29 mei, 2006

Beiroet en het zuiden van Libanon

Zondag 7 mei reis ik met een grote Amerikaanse servicetaxi van Damascus naar Beiroet. Een korte rit en geen problemen met de formaliteiten op de grens. In Beiroet wordt ik zo goed als achter een backpackers hotel afgezet, waar nog een bed vrij is in een slaapzaal. 5 bedden op 16 m2. Dit maakt Talal's New Hotel wel heel knus!
Op de zondag verken ik downtown Beiroet en de boulevard langs de Middellandse Zee. Overduidelijk is te zien waar al het geld na de oorlog is geinvesteerd. Moderne, luxe en zeer dure winkels naast terrassen die de hele dag gevuld zijn. Dit is in ieder geval geen plek voor de gemiddelde Libanees maar een deel van Beiroet waar de jetset uit de golfstaten komt laten zien hoe rijk ze zijn.
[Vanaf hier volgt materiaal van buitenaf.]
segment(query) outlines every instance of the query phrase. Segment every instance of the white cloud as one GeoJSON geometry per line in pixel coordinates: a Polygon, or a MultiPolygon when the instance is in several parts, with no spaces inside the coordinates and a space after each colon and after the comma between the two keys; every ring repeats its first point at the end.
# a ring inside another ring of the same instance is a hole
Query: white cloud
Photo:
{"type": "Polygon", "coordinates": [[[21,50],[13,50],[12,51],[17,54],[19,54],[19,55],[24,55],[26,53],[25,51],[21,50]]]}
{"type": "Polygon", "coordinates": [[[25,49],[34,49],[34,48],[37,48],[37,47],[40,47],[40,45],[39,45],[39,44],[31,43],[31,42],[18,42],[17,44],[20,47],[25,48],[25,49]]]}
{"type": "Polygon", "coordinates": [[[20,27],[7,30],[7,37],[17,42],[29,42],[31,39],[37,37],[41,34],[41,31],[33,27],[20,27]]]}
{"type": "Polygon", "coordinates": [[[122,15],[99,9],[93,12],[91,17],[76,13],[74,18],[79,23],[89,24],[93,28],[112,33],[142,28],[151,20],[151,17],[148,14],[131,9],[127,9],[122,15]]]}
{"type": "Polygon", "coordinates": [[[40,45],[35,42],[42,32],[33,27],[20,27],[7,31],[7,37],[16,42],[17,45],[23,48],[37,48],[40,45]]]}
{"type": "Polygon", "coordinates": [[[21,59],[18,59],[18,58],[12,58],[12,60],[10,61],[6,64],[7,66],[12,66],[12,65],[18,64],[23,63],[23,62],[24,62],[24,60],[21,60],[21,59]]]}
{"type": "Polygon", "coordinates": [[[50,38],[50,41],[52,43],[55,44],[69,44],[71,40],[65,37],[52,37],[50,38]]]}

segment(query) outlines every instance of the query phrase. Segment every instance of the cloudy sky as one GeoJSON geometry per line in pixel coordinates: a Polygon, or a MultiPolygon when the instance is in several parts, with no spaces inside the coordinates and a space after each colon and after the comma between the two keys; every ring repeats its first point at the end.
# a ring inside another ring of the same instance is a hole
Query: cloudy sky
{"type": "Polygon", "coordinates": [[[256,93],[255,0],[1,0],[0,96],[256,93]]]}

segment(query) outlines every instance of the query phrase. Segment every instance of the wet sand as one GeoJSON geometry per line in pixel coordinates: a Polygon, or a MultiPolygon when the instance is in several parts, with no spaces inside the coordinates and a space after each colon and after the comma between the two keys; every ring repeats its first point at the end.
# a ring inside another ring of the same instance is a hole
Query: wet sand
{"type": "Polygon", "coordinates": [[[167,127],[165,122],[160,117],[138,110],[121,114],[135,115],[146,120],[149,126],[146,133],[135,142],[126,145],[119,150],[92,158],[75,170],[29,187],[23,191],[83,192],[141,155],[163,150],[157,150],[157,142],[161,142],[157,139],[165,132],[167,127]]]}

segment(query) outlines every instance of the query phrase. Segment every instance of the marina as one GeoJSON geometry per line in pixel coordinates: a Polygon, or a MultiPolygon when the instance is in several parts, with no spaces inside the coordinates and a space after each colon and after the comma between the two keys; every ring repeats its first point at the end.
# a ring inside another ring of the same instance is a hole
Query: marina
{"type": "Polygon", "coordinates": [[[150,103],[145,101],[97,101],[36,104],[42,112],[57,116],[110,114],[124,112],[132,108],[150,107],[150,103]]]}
Op maandagmorgen doe ik bij het busstation moeite om uit te vinden hoe ik in Rabieh kom. Dit is het deel van Beiroet waar de Turkse ambassade is gevestigd en waar, als het goed is, mijn permit voor de Mt. Ararat beklimming klaar ligt.
Chauffeurs en omstanders denken het allemaal te weten en ik kan mee met de bus. Na ruim een half uur wordt ik afgezet op een plek waarvan men zegt dat het Rabieh is, maar waar ik sterk mijn twijfels heb over de juistheid van de bestemming.
Een taxichauffeur biedt aan mij verder te brengen. Ik noem de bestemming (in het Arabisch) en hij de prijs. Het lijkt zo eenvoudig, maar binnen 5 minuten moet ook de chauffeur de weg gaan vragen. Tevergeefs rijden we nog een rondje, word ik teruggebracht naar de snelweg en maken we ruzie over de prijs. Ik ben namelijk niet op de bestemming en stap uit zonder te betalen.
Met de eerstvolgende bus richting het noorden reis ik terug, stap uit bij Rabieh en laat me met de taxi naar de ambasssade brengen. Het is tien voor half een en de ambassade sluit om 12.00 uur! Morgen opnieuw.
Dezelfde bewakers als gisteren doen nu moeilijk om mij binnen te laten. In gebrekkig Engels wordt verteld dat ik voor Turkije geen visum nodig heb en moet ik hemel en aarde bewegen om duidelijk te maken dat ik niet voor een visum kom. Na 20 minuten wordt eindelijk en met een achteloos gebaar duidelijk gemaakt dat ik naar binnen mag. Eenmaal binnen duurt het niet lang voordat ik door alle beambtes word geholpen. Waar ik voor kom heeft men namelijk nog nooit van gehoord en ik zal het allemaal wel verkeerd begrepen hebben van mijn Turkse touroperator. Helaas heb ik geen print-out van mijn email mee, dus zonder succes weer weg. Direct een mail gestuurd naar mijn Turkse reisorganisatie en niet veel later lees ik dat het Turks ministerie van Buitenlandse Zaken nu druk bezig is om mijn papieren in orde te maken.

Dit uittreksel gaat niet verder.